We know this is a homogeneous 2nd order relation so we write the characteristic equation: $$a^2-6a+9=0$$ and the solutions are $$a_{1,2}=3$$.

The problem is when I replace these values I get:

$$f(n)=c_13^n+c_23^n$$

and using the 2 initial relations I have:

$$f(0)=c_1+c_2=3$$ $$f(1)=3(c_1+c_2)=12$$

which gives me that there are no values such that $$c_1$$ and $$c_2$$ such that these 2 relation are true.

Am I doing something wrong? Is the way it should be solved different when it comes to identical roots for the characteristic equation?

Let the roots of the characteristic equation be $\alpha, \beta$ so the equation is $$f(n)=(\alpha+\beta)f(n-1)-\alpha\beta f(n-2)$$ with solution $f(n)=A\alpha^n+B\beta^n$

We set $f(0)=3, f(1)=12$ to obtain $A+B=3$ and $A\alpha+B\beta=12$ with $B=\frac {3\alpha-12}{\alpha-\beta}$ and $A=\frac {12-3\beta}{\alpha-\beta}$ so $$f(n)=12\frac {\alpha^n-\beta^n}{\alpha-\beta}-3\alpha\beta\frac {\alpha^{n-1}-\beta^{n-1}}{\alpha-\beta}$$

Now you can divide through by $\alpha-\beta$ and get $n$ terms from the first fraction and $n-1$ terms from the second. In the limit when $\alpha$ becomes equal to $\beta$ this leads to $$f(n)=12n\alpha^{n-1}-3(n-1)\alpha^n=3\alpha^n+\left(\frac {12}{\alpha}-3\right)n\alpha^n= \text {(in form) }(C+Dn)\alpha^n$$

This is one way of justifying the general form others have used - you get the solution you need by setting $\alpha=3$.
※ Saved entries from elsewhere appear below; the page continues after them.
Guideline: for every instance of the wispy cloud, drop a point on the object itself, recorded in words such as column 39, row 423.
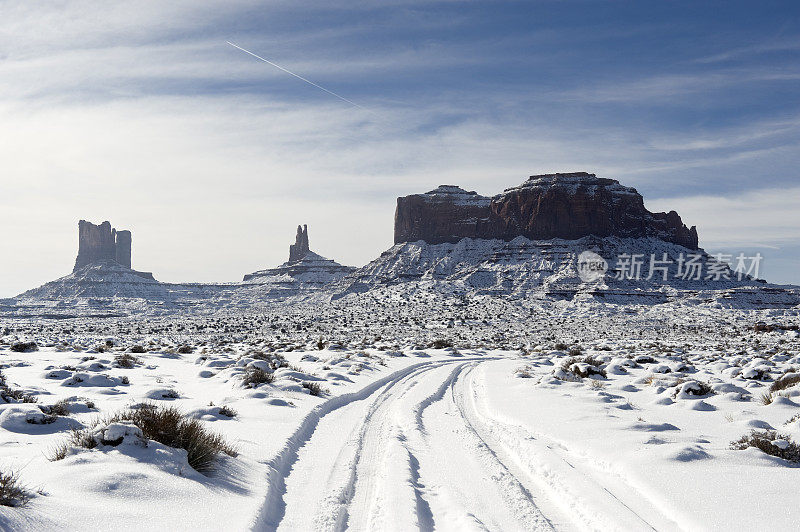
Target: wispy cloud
column 141, row 114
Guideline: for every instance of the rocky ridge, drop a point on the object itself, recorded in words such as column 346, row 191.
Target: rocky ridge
column 562, row 205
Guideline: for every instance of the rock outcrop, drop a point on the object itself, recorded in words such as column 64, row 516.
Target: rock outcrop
column 102, row 243
column 300, row 248
column 304, row 269
column 564, row 205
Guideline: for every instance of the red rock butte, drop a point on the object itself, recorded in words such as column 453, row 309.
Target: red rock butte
column 562, row 205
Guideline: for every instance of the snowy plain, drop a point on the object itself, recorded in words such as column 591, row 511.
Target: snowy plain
column 476, row 420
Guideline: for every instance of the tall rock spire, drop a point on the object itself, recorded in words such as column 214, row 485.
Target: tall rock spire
column 300, row 248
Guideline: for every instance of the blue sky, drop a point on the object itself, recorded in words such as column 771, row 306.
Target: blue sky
column 141, row 114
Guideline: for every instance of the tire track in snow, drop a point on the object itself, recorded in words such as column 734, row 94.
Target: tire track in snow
column 497, row 502
column 273, row 509
column 577, row 488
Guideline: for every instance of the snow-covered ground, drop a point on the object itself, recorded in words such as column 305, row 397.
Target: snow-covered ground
column 440, row 424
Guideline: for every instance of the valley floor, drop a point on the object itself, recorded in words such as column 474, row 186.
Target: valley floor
column 414, row 438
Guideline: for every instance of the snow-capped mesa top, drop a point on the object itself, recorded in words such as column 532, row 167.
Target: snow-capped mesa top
column 571, row 182
column 569, row 205
column 456, row 195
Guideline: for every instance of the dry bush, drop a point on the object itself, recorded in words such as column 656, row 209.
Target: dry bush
column 763, row 440
column 313, row 388
column 11, row 493
column 61, row 408
column 597, row 385
column 784, row 382
column 227, row 411
column 591, row 366
column 441, row 343
column 166, row 425
column 254, row 377
column 24, row 347
column 126, row 360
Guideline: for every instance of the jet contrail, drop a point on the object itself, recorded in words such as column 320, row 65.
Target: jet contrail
column 295, row 75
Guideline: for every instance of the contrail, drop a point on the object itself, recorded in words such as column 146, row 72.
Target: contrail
column 295, row 75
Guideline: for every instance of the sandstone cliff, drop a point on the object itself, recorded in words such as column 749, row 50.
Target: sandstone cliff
column 102, row 243
column 564, row 205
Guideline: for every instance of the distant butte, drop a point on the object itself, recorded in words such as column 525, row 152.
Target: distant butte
column 562, row 205
column 102, row 242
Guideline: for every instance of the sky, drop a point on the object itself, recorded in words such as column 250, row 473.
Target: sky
column 140, row 113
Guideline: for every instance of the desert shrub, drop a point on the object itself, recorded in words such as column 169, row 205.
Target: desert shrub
column 441, row 343
column 77, row 438
column 583, row 367
column 24, row 347
column 275, row 360
column 10, row 395
column 227, row 411
column 313, row 388
column 256, row 376
column 693, row 387
column 166, row 425
column 785, row 382
column 11, row 493
column 771, row 443
column 523, row 373
column 60, row 408
column 169, row 426
column 758, row 374
column 126, row 360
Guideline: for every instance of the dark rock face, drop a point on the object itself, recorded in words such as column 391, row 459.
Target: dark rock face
column 300, row 248
column 568, row 206
column 101, row 243
column 123, row 253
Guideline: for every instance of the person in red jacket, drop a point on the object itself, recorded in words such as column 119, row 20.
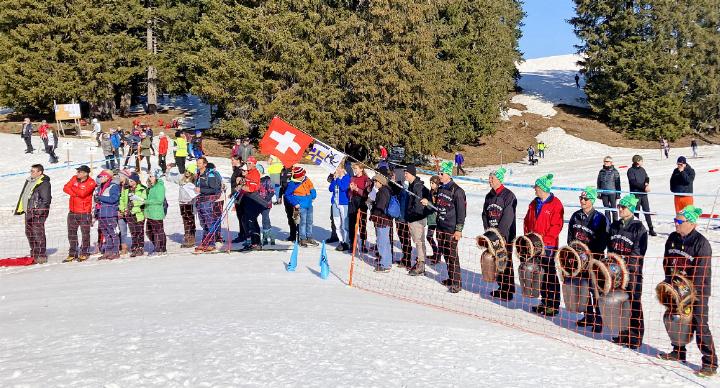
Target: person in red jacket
column 162, row 151
column 545, row 217
column 80, row 188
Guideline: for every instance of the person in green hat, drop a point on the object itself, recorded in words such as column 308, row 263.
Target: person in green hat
column 499, row 212
column 628, row 238
column 545, row 217
column 589, row 227
column 688, row 252
column 451, row 210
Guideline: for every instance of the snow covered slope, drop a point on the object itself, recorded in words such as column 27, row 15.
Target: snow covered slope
column 240, row 319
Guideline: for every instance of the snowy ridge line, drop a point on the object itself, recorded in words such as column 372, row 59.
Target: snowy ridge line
column 474, row 300
column 564, row 188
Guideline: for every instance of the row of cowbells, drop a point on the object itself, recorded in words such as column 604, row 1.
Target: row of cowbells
column 580, row 271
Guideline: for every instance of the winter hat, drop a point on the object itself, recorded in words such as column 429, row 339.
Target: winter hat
column 106, row 173
column 590, row 193
column 446, row 167
column 500, row 174
column 411, row 169
column 380, row 178
column 298, row 174
column 192, row 167
column 545, row 183
column 691, row 213
column 629, row 201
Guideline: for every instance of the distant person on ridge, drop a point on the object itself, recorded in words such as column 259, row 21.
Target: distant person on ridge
column 640, row 183
column 459, row 161
column 608, row 183
column 681, row 182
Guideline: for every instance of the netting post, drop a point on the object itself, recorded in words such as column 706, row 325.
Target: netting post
column 352, row 258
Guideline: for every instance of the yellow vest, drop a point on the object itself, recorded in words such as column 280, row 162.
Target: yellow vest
column 181, row 147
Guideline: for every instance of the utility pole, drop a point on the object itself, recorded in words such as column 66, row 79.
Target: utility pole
column 152, row 72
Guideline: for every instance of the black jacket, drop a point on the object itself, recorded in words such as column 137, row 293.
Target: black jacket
column 681, row 181
column 589, row 229
column 608, row 179
column 499, row 212
column 452, row 207
column 378, row 213
column 210, row 184
column 39, row 199
column 630, row 241
column 691, row 255
column 637, row 177
column 414, row 210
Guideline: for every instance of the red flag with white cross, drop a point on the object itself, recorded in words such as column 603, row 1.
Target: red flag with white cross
column 284, row 141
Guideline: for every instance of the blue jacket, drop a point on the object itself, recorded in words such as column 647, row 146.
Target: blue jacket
column 210, row 184
column 115, row 140
column 303, row 197
column 342, row 185
column 108, row 201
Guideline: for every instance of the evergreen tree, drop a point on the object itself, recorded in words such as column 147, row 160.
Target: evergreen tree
column 646, row 64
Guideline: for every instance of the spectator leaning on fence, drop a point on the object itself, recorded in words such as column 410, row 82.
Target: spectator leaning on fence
column 681, row 182
column 34, row 203
column 80, row 188
column 688, row 253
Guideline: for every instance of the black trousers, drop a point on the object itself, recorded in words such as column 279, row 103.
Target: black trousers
column 404, row 236
column 136, row 232
column 188, row 216
column 162, row 163
column 28, row 144
column 610, row 200
column 550, row 285
column 35, row 232
column 291, row 222
column 645, row 205
column 83, row 221
column 703, row 337
column 448, row 249
column 180, row 162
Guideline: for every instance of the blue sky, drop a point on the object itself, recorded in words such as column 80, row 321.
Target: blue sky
column 546, row 31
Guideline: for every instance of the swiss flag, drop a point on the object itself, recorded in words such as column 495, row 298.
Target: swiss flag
column 285, row 142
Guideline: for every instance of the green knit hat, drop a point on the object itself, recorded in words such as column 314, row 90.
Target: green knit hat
column 590, row 193
column 500, row 174
column 545, row 183
column 629, row 201
column 691, row 213
column 446, row 167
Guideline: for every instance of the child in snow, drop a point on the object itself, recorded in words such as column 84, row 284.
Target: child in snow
column 266, row 190
column 300, row 193
column 108, row 151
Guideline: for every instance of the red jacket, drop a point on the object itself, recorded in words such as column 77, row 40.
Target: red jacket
column 548, row 223
column 252, row 180
column 162, row 147
column 80, row 194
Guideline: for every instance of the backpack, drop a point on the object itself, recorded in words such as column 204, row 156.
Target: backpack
column 393, row 209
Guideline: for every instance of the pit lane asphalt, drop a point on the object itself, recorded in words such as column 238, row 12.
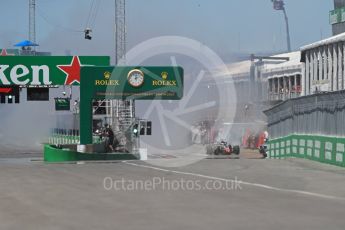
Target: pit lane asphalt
column 284, row 194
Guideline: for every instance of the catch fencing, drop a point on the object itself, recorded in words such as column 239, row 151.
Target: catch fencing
column 317, row 114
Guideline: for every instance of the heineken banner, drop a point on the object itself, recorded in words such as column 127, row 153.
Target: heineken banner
column 46, row 70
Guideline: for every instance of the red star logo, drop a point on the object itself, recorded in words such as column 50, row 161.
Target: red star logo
column 72, row 71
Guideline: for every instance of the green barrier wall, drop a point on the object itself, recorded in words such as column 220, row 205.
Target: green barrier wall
column 325, row 149
column 52, row 154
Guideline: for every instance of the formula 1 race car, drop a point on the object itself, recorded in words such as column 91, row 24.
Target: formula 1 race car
column 222, row 148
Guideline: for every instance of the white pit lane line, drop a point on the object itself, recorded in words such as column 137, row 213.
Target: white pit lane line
column 301, row 192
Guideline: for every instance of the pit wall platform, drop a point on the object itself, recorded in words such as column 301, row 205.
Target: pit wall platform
column 324, row 149
column 53, row 154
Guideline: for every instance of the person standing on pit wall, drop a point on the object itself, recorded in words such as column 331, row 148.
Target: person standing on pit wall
column 109, row 134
Yes, you’re doing something wrong. In the case of repeated roots, your approach collapses the two solutions into a single one, when in fact you need two independent solutions. If the characteristic equation has a root $r$ of multiplicity $m$, it gives rise to the $m$ solutions $c_1r^n,c_2nr^n, \ldots,c_mn^{m-1}r^n$. In your case $r=3$ and $m=2$, so you get $c_13^n$ and $c_2n3^n$. That is,

$$f(n)=c_13^n+c_2n3^n=(c_1+c_2n)3^n\;.$$

Now proceed as you would in the case of distinct roots to find $c_1$ and $c_2$ that match your initial conditions.

When characteristic polynomial has coincident roots the correct equation is the following: $$f(n) = c_03^n + c_1 n\cdot 3^n$$

This phenomenon happens when you solve linear "things", like linear differential equations.